D’ailleurs, est-ce un métier où il existe un genre prédominant ?

C’est un milieu très masculin. Il y a 20 ans, quand j’allais voir des doreurs, c’étaient des messieurs d’un certain âge, de vrais archétypes de l’artisan. Je n’ai pas été très bien reçue, en toute honnêteté. On m’a demandé pourquoi je ne voulais pas plutôt travailler dans la pub… Je pense qu’ils ne comprenaient simplement pas ma démarche. Aussi, je respecte tout à fait cet artisanat, mais je ne m’y identifie pas et ce n’est pas grave !

Comment tes proches ont-ils réagi quand ils ont appris que tu allais te lancer dans ce secteur en tant qu’indépendante ?

Ils n’ont effectivement pas compris, mais maintenant ils sont quand même fiers de moi. Je leur ai prouvé que, contre toute attente, c’était possible. Mais ça n’a jamais été un frein. Maintenant, je me projette aussi en tant que maman et, en effet, je ne suis pas certaine d’être très enthousiaste si mes enfants empruntent ce chemin-là. (rires)


Quelles sont tes influences ?

Je puise l’inspiration à travers toutes les formes d’art ! Mes influences dominantes résident cependant dans la littérature, surtout de la fin du XIXe – début XXe siècle. Je suis également très inspirée par la musique. J’ai 4000 vinyles à la maison, une grosse collection ! J’ai besoin de la musique, grâce à elle je vis des émotions fortes. Les voyages ont aussi une répercussion sur mon univers ; je me nourris des environnements qui me fascinent et me transportent !

Y a-t-il des limites à la gravure en termes de technique ? Quelle est la particularité du travail de l'or ?

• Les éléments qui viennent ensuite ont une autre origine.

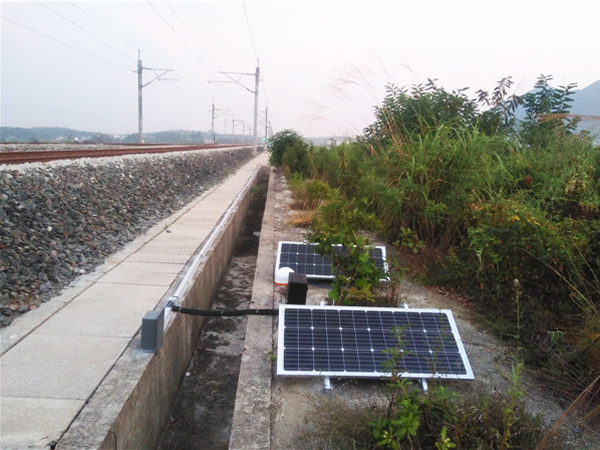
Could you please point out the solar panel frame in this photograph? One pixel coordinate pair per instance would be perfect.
(321, 341)
(302, 258)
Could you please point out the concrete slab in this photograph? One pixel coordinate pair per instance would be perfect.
(46, 348)
(164, 246)
(149, 254)
(104, 297)
(151, 266)
(34, 423)
(146, 278)
(81, 321)
(51, 380)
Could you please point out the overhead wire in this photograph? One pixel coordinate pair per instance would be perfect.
(250, 30)
(67, 45)
(172, 28)
(84, 30)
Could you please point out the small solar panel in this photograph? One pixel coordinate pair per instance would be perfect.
(349, 341)
(303, 258)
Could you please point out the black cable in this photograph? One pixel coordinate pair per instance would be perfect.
(224, 313)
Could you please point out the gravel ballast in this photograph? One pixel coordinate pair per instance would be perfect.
(60, 220)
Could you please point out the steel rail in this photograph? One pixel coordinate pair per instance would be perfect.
(22, 157)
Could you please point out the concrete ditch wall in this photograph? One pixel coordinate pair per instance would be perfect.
(131, 407)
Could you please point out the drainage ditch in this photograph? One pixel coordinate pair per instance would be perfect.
(201, 414)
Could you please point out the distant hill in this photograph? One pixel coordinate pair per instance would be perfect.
(587, 100)
(56, 134)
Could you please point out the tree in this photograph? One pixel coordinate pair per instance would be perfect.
(282, 141)
(546, 111)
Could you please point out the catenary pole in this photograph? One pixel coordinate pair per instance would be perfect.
(256, 82)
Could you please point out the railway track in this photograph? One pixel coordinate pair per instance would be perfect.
(46, 154)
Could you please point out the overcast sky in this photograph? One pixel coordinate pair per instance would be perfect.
(323, 65)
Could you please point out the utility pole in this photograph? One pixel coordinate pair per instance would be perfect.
(140, 87)
(266, 124)
(255, 92)
(256, 81)
(213, 121)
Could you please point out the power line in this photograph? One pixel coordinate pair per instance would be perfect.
(102, 25)
(85, 31)
(184, 43)
(250, 30)
(67, 45)
(195, 40)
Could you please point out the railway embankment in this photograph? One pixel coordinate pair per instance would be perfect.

Complètement, il existe plusieurs formes d’or. J’utilise des feuilles ou du film en fonction des matériaux sur lesquels je grave ; je dois toujours m’adapter pour répondre à tous les critères qui me sont imposés. Il y a aussi certaines surprises ; sur certaines matières, le résultat peut être moins pérenne. Mais à ce moment-là, c’est aussi mon travail de proposer des solutions, de partir sur autre chose ou d’adapter ma technique, mais ça, ce sont mes petits secrets…

Comment t’entraines-tu ? Tu effectues tes essais avec de l’or également ? Pour s’entraîner à graver de l’or, on fait comment ?

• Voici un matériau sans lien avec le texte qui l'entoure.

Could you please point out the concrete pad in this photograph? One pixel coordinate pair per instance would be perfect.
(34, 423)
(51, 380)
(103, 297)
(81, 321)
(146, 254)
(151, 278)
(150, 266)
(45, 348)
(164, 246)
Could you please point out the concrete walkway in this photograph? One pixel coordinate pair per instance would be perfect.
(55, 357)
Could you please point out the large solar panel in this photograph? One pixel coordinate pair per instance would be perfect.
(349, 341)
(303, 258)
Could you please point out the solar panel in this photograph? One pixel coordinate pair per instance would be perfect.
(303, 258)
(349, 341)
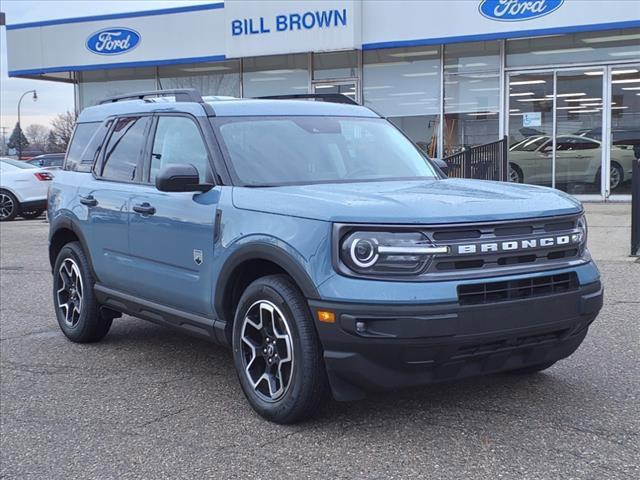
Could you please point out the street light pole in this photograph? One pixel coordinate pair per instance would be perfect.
(35, 97)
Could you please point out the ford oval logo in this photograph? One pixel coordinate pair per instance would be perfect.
(113, 41)
(517, 10)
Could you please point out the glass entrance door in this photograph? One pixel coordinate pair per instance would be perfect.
(624, 126)
(530, 129)
(554, 126)
(348, 88)
(579, 114)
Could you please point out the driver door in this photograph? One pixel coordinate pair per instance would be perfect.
(171, 234)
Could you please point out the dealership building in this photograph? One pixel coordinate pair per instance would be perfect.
(558, 79)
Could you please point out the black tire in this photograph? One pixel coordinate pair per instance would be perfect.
(533, 368)
(87, 325)
(306, 386)
(31, 214)
(515, 173)
(9, 206)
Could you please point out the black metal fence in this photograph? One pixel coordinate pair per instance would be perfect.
(484, 162)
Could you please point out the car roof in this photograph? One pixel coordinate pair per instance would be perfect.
(225, 108)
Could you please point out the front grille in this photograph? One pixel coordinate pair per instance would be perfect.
(460, 235)
(493, 292)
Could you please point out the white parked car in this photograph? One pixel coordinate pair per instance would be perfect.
(23, 189)
(578, 160)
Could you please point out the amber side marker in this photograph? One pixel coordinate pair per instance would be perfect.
(326, 317)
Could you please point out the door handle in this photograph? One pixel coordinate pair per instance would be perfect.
(144, 208)
(89, 201)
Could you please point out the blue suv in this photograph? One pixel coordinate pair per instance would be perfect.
(314, 239)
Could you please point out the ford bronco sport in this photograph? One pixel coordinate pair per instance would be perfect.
(315, 240)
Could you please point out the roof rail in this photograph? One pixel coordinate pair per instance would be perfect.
(325, 97)
(180, 94)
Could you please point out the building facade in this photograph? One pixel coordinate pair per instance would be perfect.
(560, 79)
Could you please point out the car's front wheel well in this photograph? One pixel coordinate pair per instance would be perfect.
(241, 277)
(59, 240)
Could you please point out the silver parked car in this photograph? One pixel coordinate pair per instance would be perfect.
(578, 160)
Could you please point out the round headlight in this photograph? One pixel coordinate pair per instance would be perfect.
(364, 252)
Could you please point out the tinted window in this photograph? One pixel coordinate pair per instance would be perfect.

Je fais tous mes essais en or et ça a été un problème au début. C’est un investissement et parfois les clients ne se rendent pas forcément compte de la valeur de l’échantillon. Je suis quasiment systématiquement obligée de réaliser un prototype, où 40% est fait avec de l’or, afin qu’on puisse se rendre compte du rendu.

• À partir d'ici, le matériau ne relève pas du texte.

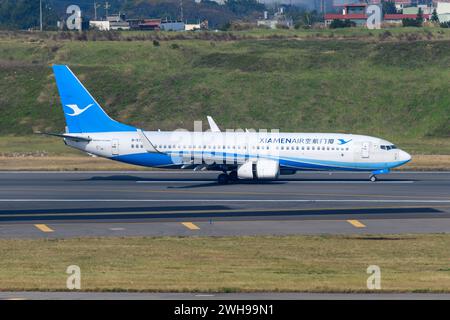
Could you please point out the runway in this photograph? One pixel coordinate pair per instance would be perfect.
(185, 203)
(30, 295)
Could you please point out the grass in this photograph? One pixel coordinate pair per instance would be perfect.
(409, 263)
(328, 81)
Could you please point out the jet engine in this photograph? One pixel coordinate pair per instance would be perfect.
(259, 169)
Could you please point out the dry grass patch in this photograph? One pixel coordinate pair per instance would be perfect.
(222, 264)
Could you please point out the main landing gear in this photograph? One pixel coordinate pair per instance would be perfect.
(224, 178)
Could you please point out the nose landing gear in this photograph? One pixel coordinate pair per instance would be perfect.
(373, 176)
(224, 178)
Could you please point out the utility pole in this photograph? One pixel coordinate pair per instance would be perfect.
(107, 6)
(40, 15)
(96, 6)
(181, 10)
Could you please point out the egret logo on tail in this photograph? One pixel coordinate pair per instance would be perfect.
(76, 110)
(343, 141)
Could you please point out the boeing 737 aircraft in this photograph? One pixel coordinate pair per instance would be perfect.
(239, 155)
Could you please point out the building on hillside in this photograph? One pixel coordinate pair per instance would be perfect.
(112, 22)
(443, 11)
(101, 25)
(398, 18)
(145, 24)
(168, 25)
(279, 19)
(415, 10)
(192, 26)
(118, 22)
(401, 4)
(353, 12)
(357, 14)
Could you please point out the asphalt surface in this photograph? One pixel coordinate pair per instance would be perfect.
(218, 296)
(184, 203)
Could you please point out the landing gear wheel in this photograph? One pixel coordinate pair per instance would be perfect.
(222, 178)
(233, 176)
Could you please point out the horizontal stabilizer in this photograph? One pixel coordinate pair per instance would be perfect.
(65, 136)
(212, 124)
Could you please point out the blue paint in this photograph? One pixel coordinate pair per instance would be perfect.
(83, 114)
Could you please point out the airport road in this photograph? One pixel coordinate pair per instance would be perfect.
(184, 203)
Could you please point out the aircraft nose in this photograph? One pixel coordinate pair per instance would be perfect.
(404, 156)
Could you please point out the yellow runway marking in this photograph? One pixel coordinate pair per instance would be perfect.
(356, 223)
(190, 225)
(223, 211)
(43, 227)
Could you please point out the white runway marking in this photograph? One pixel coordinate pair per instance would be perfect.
(232, 200)
(283, 181)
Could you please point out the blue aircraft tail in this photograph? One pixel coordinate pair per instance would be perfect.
(83, 114)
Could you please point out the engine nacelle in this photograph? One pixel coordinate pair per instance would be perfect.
(259, 169)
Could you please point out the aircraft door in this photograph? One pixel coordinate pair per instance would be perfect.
(115, 147)
(365, 150)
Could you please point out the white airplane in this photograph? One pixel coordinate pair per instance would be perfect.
(239, 155)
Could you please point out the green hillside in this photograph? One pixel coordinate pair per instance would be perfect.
(397, 89)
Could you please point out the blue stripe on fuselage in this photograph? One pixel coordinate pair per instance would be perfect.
(164, 160)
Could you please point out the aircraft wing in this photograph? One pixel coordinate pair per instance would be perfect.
(148, 145)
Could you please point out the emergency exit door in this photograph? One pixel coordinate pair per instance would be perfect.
(115, 147)
(365, 150)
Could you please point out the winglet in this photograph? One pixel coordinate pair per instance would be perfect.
(212, 124)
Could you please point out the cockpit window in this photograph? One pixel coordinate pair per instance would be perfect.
(389, 147)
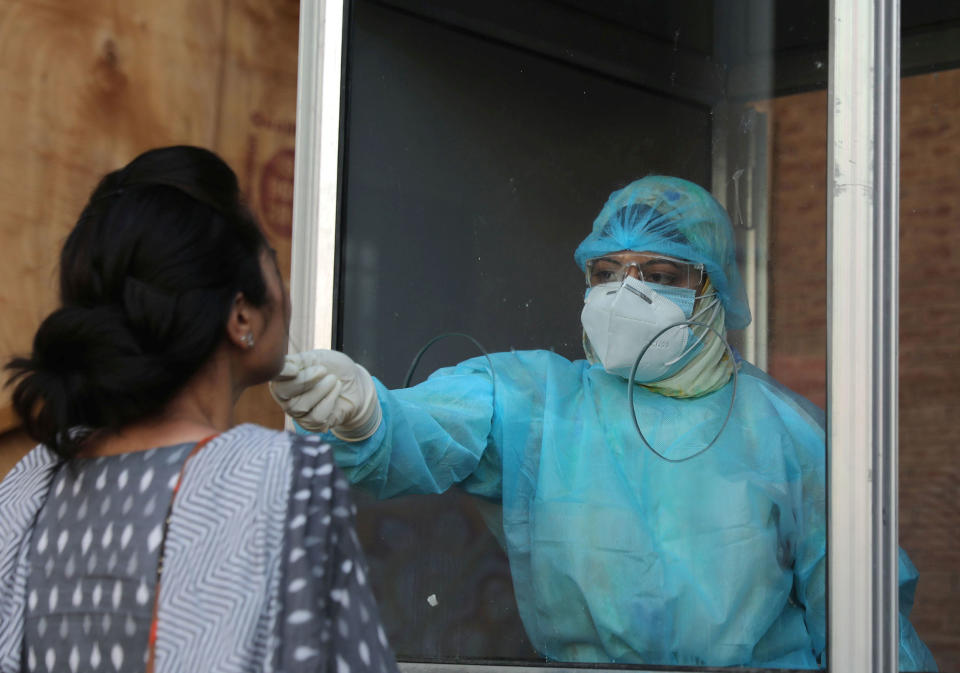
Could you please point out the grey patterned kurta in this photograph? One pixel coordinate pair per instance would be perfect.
(262, 569)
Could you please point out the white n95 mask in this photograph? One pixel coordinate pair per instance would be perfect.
(621, 319)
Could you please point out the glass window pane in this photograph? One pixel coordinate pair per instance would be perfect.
(929, 326)
(482, 141)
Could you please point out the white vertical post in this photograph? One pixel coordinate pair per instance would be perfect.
(316, 173)
(862, 214)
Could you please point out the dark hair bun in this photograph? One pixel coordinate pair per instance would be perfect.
(147, 279)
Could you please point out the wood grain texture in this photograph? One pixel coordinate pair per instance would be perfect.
(256, 135)
(90, 84)
(87, 86)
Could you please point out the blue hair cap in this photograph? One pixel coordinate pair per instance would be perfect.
(677, 218)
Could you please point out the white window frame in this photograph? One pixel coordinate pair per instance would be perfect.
(862, 230)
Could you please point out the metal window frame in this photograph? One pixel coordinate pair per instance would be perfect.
(862, 214)
(862, 305)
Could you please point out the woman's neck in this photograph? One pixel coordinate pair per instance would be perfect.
(204, 407)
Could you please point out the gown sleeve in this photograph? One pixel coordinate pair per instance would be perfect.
(433, 436)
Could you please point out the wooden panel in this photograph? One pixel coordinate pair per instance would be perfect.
(86, 87)
(257, 135)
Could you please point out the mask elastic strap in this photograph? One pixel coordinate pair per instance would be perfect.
(715, 305)
(631, 386)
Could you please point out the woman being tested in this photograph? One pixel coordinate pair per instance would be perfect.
(144, 531)
(691, 557)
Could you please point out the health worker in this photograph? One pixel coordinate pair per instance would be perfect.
(619, 555)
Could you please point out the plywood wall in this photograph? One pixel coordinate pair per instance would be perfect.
(88, 84)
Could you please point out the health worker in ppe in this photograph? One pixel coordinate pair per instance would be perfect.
(619, 555)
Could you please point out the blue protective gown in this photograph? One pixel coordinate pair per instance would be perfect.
(616, 555)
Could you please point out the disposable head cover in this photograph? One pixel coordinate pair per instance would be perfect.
(674, 217)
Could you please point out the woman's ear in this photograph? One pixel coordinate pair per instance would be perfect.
(240, 323)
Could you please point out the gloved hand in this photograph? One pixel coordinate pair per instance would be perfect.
(325, 390)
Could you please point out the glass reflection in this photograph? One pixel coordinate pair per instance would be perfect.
(481, 142)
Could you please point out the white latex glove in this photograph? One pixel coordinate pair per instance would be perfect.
(327, 391)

C’était comment à tes débuts ?

Mon premier projet était le fruit d’une collaboration avec Balenciaga, pour un défilé en 2007. Je devais décorer le col d’un blouson pour homme. C’était un décor assez conséquent avec un thème imposé : le Maghreb. C’est ainsi que j’ai commencé ma carrière si on peut dire.

Ensuite, je démarchais énormément. J’étais jeune et peut-être un peu maladroite, je voulais que ça aille assez vite et je ne prenais pas forcément le temps de réfléchir à tout. Beaucoup de coups de fil, je me déplaçais sans cesse, j’avais pas mal de rendez-vous, jusqu’au jour où je suis tombée enceinte de jumeaux. Là c’était une autre histoire, c’était vraiment difficile. Mais j’ai quand même eu la chance d’avoir des clients fidèles, qui ne m’ont pas lâché. Grâce à ça j’ai pu perdurer, donc merci à ces clients historiques ! (rires)

Quels étaient tes premiers clients et comment as-tu fait pour te faire connaître ?

La dorure c’est un milieu très petit, et j’ai tout de suite perçu la dimension artistique qu’il y avait à exploiter. Et ça passe par le démarchage. Quand je me suis lancée, j’avais démarchée Colette pour graver des initiales en or. Le projet a séduit, j’ai donc commencé à graver dans un cadre relevant de l’événementiel. À Paris en tout cas, je suis en quelque sorte précurseur ! (rires)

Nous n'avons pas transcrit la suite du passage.